Polizei erschießt 26-jährigen Schützen nach Bluttat

Es ist gegen 10.30 Uhr am Vormittag, als der Schütze einen Unterrichtsraum betritt und das Feuer eröffnet – mit einem “langen Gewehr”, wie Zeugen berichten. 60 Sekunden lang habe sie Schüsse gehört, sagt Lorie Andrews, die gegenüber vom großen, auf 18 Gebäude verteilten Campus lebt. “Erst dachte ich, es ist Feuerwerk”, sagt sie. In dieser einen Minute könnte der Schütze – etwa mit dem bei Amokläufen häufig genutzten AR15-Sturmgewehr – Hunderte Schüsse abgeben haben.

Kurz darauf folgt der sogenannte Lockdown, das College wird komplett abgeriegelt. Ein Professor habe erst gedacht, es sei eine Übung, erzählt eine in Sicherheit gebrachte Studentin gegenüber CNN. Sie habe sich im Unterrichtsraum mit den anderen verschanzt. Rund 50 warten Berichten zufolge in der abgeriegelten Cafeteria. Während die eingesperrten um ihr Leben und um das ihrer Freunde bangen, rücken Polizei und FBI vor. Dann wird der Schütze “neutralisiert”, sagt Shoufler. Die Polizei liefert sich eine Schießerei mit dem Schützen, bei der dieser getötet wird.

Zwei Stunden nach dem ersten Notruf gibt die Polizei Entwarnung. “Es besteht keine laufende Gefahr für die Gemeinde”, sagt ein Sprecher der Polizei in Roseburg. Sprengstoff-Experten untersuchen die Gegend mit Hunden, Präsident Barack Obama und seine Sicherheitsberaterin Lisa Monaco werden informiert.

Ein 26-Jähriger soll neuesten Medieninformationen zufolge das Blutbad angerichtet haben. Wie so oft bei den tragisch wiederkehrenden Shootings ist die Lage zunächst sehr unübersichtlich, Berichte von Zeitungen und TV-Sendern sind teilweise widersprüchlich. Fest steht: Die 22.000 Einwohner zählende Gemeinde steht unter Schock, jeder kennt hier jeden.

Bezirks-Sheriff John Hanlin sprach nach der Bluttat von zehn bestätigten Todesopfern und sieben Verletzten, einige wurden demnach schwer verwundet. Er wisse, dass es “widersprüchliche Berichte” zu den Opferzahlen gebe, sagte der Bezirks-Sheriff. Die Zahl der zehn Toten sei die “genaueste Information, die wir derzeit haben”. Die Identität der Opfer werde aber noch nicht bekannt gegeben.

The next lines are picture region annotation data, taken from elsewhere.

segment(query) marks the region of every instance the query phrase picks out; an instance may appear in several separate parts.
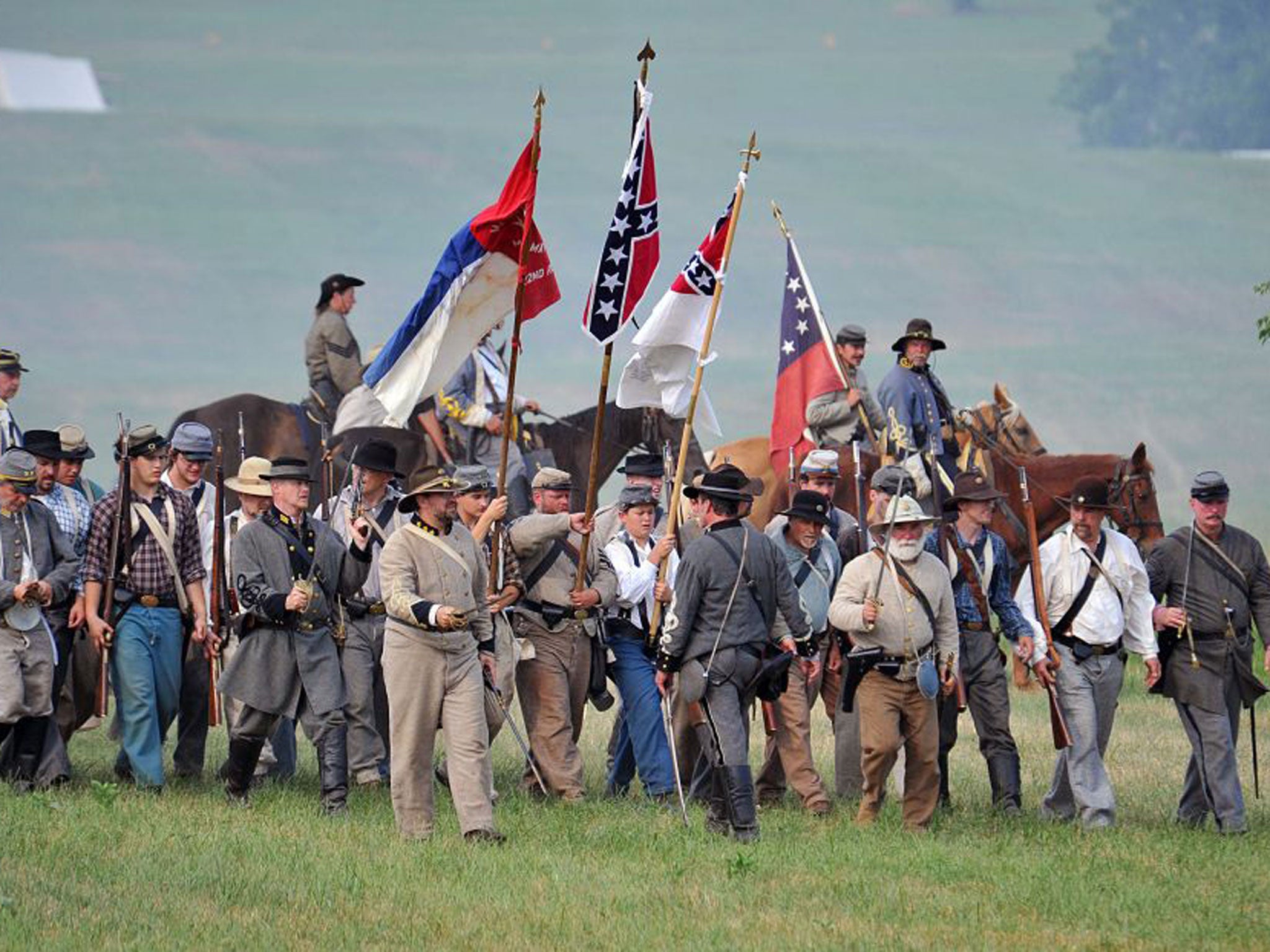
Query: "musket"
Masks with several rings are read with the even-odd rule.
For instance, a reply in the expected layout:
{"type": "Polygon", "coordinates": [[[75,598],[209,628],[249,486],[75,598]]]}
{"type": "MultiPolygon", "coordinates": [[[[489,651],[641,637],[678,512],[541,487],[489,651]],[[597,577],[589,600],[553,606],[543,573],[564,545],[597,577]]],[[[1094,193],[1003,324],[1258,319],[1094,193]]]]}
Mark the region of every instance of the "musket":
{"type": "MultiPolygon", "coordinates": [[[[110,523],[110,548],[107,555],[107,565],[110,566],[109,572],[105,576],[105,584],[102,586],[102,604],[98,605],[98,617],[103,618],[107,625],[112,628],[114,627],[114,589],[119,569],[119,555],[123,553],[123,569],[122,574],[127,576],[128,569],[132,565],[132,520],[124,519],[123,514],[131,512],[132,503],[132,471],[130,470],[131,461],[128,459],[128,424],[123,421],[123,414],[117,414],[119,419],[119,476],[116,480],[116,506],[114,517],[110,523]]],[[[97,673],[97,697],[95,697],[95,713],[98,717],[105,717],[110,712],[110,638],[113,635],[108,636],[102,645],[102,661],[97,673]]]]}
{"type": "Polygon", "coordinates": [[[855,467],[856,481],[856,548],[859,555],[869,551],[869,494],[865,490],[865,473],[860,468],[860,440],[851,443],[851,465],[855,467]]]}
{"type": "MultiPolygon", "coordinates": [[[[1027,524],[1027,555],[1031,560],[1033,604],[1036,607],[1036,621],[1040,622],[1040,628],[1045,632],[1050,670],[1057,671],[1062,661],[1054,650],[1054,632],[1049,626],[1049,607],[1045,602],[1045,580],[1040,575],[1040,542],[1036,538],[1036,510],[1033,508],[1031,494],[1027,490],[1027,470],[1024,466],[1016,468],[1019,470],[1019,493],[1024,503],[1024,520],[1027,524]]],[[[1015,656],[1017,658],[1017,655],[1015,656]]],[[[1054,688],[1053,678],[1045,684],[1045,694],[1049,697],[1049,730],[1054,739],[1054,749],[1063,750],[1072,746],[1072,732],[1067,729],[1067,718],[1063,717],[1063,708],[1058,706],[1058,691],[1054,688]]]]}
{"type": "Polygon", "coordinates": [[[519,727],[516,726],[516,721],[512,718],[512,712],[503,707],[503,692],[498,689],[494,684],[494,679],[489,677],[489,671],[484,668],[480,669],[480,677],[485,682],[485,691],[494,696],[494,702],[498,704],[498,712],[503,715],[503,722],[507,725],[508,730],[512,731],[512,736],[516,737],[516,743],[521,746],[521,753],[525,754],[525,759],[530,764],[530,769],[533,770],[533,779],[538,782],[538,787],[542,788],[544,793],[550,793],[550,788],[542,779],[542,774],[538,773],[538,765],[533,763],[533,754],[530,753],[530,745],[525,743],[525,735],[521,734],[519,727]]]}
{"type": "MultiPolygon", "coordinates": [[[[683,798],[683,779],[679,777],[679,750],[674,743],[674,718],[671,716],[671,697],[662,694],[662,726],[665,729],[665,740],[671,746],[671,769],[674,770],[674,793],[679,798],[679,816],[683,825],[688,826],[688,803],[683,798]]],[[[1256,748],[1253,746],[1253,750],[1256,748]]],[[[1255,757],[1255,755],[1253,755],[1255,757]]]]}
{"type": "MultiPolygon", "coordinates": [[[[225,579],[225,435],[216,434],[216,524],[212,527],[212,603],[208,607],[208,616],[212,622],[212,632],[221,644],[229,636],[229,590],[225,579]]],[[[217,650],[207,659],[208,665],[208,691],[207,691],[207,726],[218,727],[221,724],[221,696],[217,684],[220,675],[221,652],[217,650]]]]}

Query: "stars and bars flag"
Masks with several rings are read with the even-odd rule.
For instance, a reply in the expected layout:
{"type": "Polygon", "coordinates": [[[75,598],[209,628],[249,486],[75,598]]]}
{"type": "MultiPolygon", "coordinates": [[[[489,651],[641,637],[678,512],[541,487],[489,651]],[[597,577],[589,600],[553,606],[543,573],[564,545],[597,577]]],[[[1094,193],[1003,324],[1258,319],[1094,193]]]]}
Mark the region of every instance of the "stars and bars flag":
{"type": "Polygon", "coordinates": [[[806,438],[810,400],[846,386],[833,354],[833,336],[820,314],[794,237],[786,237],[785,296],[781,301],[776,401],[772,405],[772,465],[785,466],[790,447],[803,458],[814,447],[806,438]]]}
{"type": "MultiPolygon", "coordinates": [[[[734,202],[735,195],[631,339],[635,353],[617,383],[618,406],[657,406],[671,416],[687,415],[734,202]]],[[[697,395],[693,425],[723,434],[705,388],[697,395]]]]}
{"type": "Polygon", "coordinates": [[[660,258],[657,169],[648,122],[653,95],[640,84],[639,96],[639,119],[630,156],[622,169],[622,190],[582,316],[583,329],[599,344],[607,344],[626,326],[660,258]]]}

“Wir haben unsere Eltern angerufen und ihnen gesagt, dass wir sie lieben”

Die Studentin Cassandra Welding schilderte in US-Medien, wie sie den Amoklauf in einem Nebenraum erlebte. Eine Kommilitonin sei aus dem Zimmer gelaufen, um zu sehen was los war, und direkt erschossen worden. “Dann haben wir die Türen verriegelt und das Licht gelöscht, wir waren alle so in Panik”, sagte sie dem Sender CNN. “Wir haben den Notruf gewählt und unsere Eltern angerufen und ihnen gesagt, dass wir sie lieben.”

“Wir stumpfen ab”: Obama fordert eindringlich schärfere Waffengesetze

Verärgert und betrübt zugleich äußerte sich US-Präsident Obama zu der Bluttat. “Wir stumpfen ab”, warnte er angesichts der Häufigkeit solcher Tragödien. “Wir können durchaus etwas dagegen tun, aber dafür müssen wir unsere Gesetze ändern”, fuhr er fort. Er könne das freilich nicht im Alleingang durchsetzen. Er “brauche einen Kongress”, der zur Zusammenarbeit bereit sei.

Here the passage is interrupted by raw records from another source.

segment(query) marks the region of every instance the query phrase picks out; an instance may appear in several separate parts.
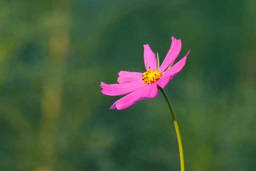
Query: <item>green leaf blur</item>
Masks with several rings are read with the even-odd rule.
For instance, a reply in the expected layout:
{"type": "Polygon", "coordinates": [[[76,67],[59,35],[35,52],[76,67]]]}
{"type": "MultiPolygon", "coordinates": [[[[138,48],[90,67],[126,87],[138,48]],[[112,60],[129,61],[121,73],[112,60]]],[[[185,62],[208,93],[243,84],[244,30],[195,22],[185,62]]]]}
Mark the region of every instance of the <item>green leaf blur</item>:
{"type": "Polygon", "coordinates": [[[0,170],[178,171],[160,93],[121,111],[100,81],[144,72],[181,38],[186,64],[166,85],[187,171],[256,167],[256,2],[0,1],[0,170]]]}

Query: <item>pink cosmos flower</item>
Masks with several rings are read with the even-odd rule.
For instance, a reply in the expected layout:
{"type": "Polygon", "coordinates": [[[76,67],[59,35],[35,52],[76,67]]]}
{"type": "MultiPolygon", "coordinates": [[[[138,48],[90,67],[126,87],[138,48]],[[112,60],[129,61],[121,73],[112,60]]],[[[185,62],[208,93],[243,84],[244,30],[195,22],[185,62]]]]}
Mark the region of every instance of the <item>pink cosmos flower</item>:
{"type": "Polygon", "coordinates": [[[172,43],[163,63],[157,68],[157,58],[148,44],[144,45],[144,73],[121,71],[118,73],[119,84],[108,84],[101,82],[102,93],[108,95],[127,95],[115,102],[110,109],[123,109],[136,102],[153,98],[158,94],[157,86],[162,88],[182,69],[190,50],[180,60],[169,68],[178,57],[181,49],[181,40],[172,37],[172,43]]]}

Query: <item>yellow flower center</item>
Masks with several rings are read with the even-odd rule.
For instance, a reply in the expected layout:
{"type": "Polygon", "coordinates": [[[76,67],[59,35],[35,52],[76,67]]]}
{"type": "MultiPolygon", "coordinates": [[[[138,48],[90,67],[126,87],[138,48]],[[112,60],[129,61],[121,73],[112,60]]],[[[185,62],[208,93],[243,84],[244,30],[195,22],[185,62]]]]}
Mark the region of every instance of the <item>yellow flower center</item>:
{"type": "Polygon", "coordinates": [[[141,80],[143,80],[144,83],[150,84],[158,80],[161,77],[162,72],[158,71],[156,69],[153,71],[152,69],[149,66],[148,68],[149,69],[141,75],[142,76],[141,80]]]}

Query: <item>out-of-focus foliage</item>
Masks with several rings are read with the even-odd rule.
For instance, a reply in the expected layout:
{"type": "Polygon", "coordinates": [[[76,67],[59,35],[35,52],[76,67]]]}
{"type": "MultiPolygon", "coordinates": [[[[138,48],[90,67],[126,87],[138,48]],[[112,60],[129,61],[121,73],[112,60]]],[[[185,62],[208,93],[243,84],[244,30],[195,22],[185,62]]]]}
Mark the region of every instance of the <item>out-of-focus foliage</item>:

“Gebete sind nicht genug”, sagte der US-Präsident. Es dürfe nicht sein, dass jemand, der anderen Menschen schaden wolle, in dem Land “so leicht” an Waffen gerate. In der Vergangenheit war Obama immer wieder am Widerstand der Republikaner mit Initiativen für ein schärferes Waffenrecht gescheitert.

Motive und Hintergründe unklar

Die Motive und Hintergründe der Tat in Roseburg waren zunächst unklar. Eine Augenzeugin erzählte einer Lokalzeitung, der Täter habe seine Opfer aufgefordert, sich auf den Boden zu legen. Dann mussten sie aufstehen. Daraufhin habe der Schütze sie nach ihrer Religion gefragt, dann aber wahllos das Feuer eröffnet.

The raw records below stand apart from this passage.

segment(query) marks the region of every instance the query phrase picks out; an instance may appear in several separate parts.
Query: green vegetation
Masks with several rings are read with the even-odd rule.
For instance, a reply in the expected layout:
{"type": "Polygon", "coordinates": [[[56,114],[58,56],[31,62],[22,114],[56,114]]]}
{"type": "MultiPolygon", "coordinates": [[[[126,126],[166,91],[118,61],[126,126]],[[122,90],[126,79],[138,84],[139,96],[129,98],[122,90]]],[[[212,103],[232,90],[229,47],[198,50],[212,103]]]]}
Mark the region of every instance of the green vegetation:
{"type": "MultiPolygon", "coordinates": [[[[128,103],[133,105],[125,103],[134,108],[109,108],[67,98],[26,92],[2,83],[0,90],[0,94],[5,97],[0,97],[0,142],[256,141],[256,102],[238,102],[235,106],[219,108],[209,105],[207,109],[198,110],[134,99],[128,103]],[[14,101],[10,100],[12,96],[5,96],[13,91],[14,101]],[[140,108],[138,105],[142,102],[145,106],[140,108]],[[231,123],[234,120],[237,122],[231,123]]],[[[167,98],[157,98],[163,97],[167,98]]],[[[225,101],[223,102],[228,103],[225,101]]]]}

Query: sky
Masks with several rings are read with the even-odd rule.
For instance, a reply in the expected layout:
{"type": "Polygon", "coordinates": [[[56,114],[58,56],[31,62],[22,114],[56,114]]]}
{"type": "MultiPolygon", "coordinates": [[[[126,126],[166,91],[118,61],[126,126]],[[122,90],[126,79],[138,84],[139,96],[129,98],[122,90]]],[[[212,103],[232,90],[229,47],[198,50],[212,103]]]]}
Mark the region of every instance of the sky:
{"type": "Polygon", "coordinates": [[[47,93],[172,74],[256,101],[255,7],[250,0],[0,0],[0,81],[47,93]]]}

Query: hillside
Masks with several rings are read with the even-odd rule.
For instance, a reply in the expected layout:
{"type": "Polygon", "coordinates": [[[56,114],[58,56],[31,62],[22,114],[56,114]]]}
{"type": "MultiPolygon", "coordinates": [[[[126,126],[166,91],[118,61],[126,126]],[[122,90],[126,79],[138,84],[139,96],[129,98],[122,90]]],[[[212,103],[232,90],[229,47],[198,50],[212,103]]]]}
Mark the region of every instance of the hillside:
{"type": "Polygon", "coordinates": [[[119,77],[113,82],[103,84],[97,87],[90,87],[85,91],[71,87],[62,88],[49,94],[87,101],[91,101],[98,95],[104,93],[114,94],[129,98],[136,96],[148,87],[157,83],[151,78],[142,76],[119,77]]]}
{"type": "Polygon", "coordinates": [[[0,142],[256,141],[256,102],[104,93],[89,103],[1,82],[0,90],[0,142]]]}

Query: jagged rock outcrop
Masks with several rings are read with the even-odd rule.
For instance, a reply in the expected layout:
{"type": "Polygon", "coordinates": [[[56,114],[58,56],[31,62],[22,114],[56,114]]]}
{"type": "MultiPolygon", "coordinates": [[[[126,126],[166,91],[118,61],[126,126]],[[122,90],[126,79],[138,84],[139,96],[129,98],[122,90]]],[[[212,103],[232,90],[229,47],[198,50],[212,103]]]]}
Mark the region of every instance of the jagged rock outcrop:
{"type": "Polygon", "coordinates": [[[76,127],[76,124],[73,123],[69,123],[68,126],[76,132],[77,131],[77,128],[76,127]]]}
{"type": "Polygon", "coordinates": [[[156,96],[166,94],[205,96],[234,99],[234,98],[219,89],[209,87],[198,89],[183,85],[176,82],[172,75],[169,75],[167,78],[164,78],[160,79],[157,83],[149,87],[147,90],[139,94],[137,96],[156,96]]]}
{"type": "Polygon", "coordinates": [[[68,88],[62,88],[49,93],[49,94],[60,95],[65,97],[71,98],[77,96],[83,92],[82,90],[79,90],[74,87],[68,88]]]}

Fahndung nach möglichen Komplizen

Polizei und Feuerwehr waren im Großeinsatz und sperrten das Gelände des Colleges ab. Die Polizei kontrollierte alle Studenten beim Verlassen der Gebäude auf Waffen und fahndete nach möglichen Komplizen. Sprengstoff-Experten durchsuchten in der Nähe geparkte Autos nach Bomben.

Am Umpqua Community College sind mehr als 3.000 Vollzeit- und 16.000 Teilzeit-Studenten eingeschrieben. Die Kleinstadt mit rund 22.000 Einwohnern liegt etwa drei Autostunden südlich der Metropole Portland. Bis Montag sollte das College geschlossen bleiben, alle studentischen Aktivitäten für das Wochenende wurden gestrichen.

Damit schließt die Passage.